Assume I want to do binary classification (something belongs to class A or class B). There are some possibilities to do this in the output layer of a neural network:

  • Use 1 output node. Output 0 (<0.5) is considered class A and 1 (>=0.5) is considered class B (in case of sigmoid)

  • Use 2 output nodes. The input belongs to the class of the node with the highest value/probability (argmax).

Are there any papers written which (also) discuss this? What are specific keywords to search on?

This question is already asked before on this site e.g. see this link with no real answers. I need to make a choice (Master Thesis), so I want to get insight in the pro/cons/limitations of each solution.

Best Answer

In the second case you are probably writing about softmax activation function. If that's true, than the sigmoid is just a special case of softmax function. That's easy to show.

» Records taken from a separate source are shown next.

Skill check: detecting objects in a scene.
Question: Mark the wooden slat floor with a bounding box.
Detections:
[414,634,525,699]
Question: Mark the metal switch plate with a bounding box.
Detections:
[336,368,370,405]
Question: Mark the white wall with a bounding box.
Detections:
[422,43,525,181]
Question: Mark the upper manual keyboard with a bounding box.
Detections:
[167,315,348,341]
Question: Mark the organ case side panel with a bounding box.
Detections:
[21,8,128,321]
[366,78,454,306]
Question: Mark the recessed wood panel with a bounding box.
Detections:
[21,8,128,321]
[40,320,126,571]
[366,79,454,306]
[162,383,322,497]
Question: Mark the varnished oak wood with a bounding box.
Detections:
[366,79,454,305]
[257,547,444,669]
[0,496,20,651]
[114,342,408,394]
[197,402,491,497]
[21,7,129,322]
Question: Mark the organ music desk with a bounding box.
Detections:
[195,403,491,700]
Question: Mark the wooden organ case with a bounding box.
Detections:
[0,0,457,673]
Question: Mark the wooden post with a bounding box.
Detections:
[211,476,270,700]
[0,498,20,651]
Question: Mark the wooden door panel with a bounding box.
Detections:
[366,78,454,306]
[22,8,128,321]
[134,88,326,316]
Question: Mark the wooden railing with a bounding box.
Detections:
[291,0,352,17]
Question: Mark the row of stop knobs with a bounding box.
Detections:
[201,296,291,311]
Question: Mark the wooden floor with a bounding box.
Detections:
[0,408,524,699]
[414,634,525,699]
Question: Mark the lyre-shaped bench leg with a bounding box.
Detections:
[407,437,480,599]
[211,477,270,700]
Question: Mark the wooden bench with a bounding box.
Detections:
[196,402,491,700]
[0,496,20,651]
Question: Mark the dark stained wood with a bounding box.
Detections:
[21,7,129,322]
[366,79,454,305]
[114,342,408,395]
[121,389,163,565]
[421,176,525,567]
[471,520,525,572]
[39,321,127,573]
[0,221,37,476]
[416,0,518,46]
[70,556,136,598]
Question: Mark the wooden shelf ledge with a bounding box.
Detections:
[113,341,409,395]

$$ y = \frac{1}{1 + e ^ {-x}} = \frac{1}{1 + \frac{1}{e ^ x}} = \frac{1}{\frac{e ^ x + 1}{e ^ x}} = \frac{e ^ x}{1 + e ^ x} = \frac{e ^ x}{e ^ 0 + e ^ x} $$

As you can see sigmoid is the same as softmax. You can think that you have two outputs, but one of them has all weights equal to zero and therefore its output will be always equal to zero.

So the better choice for the binary classification is to use one output unit with sigmoid instead of softmax with two output units, because it will update faster.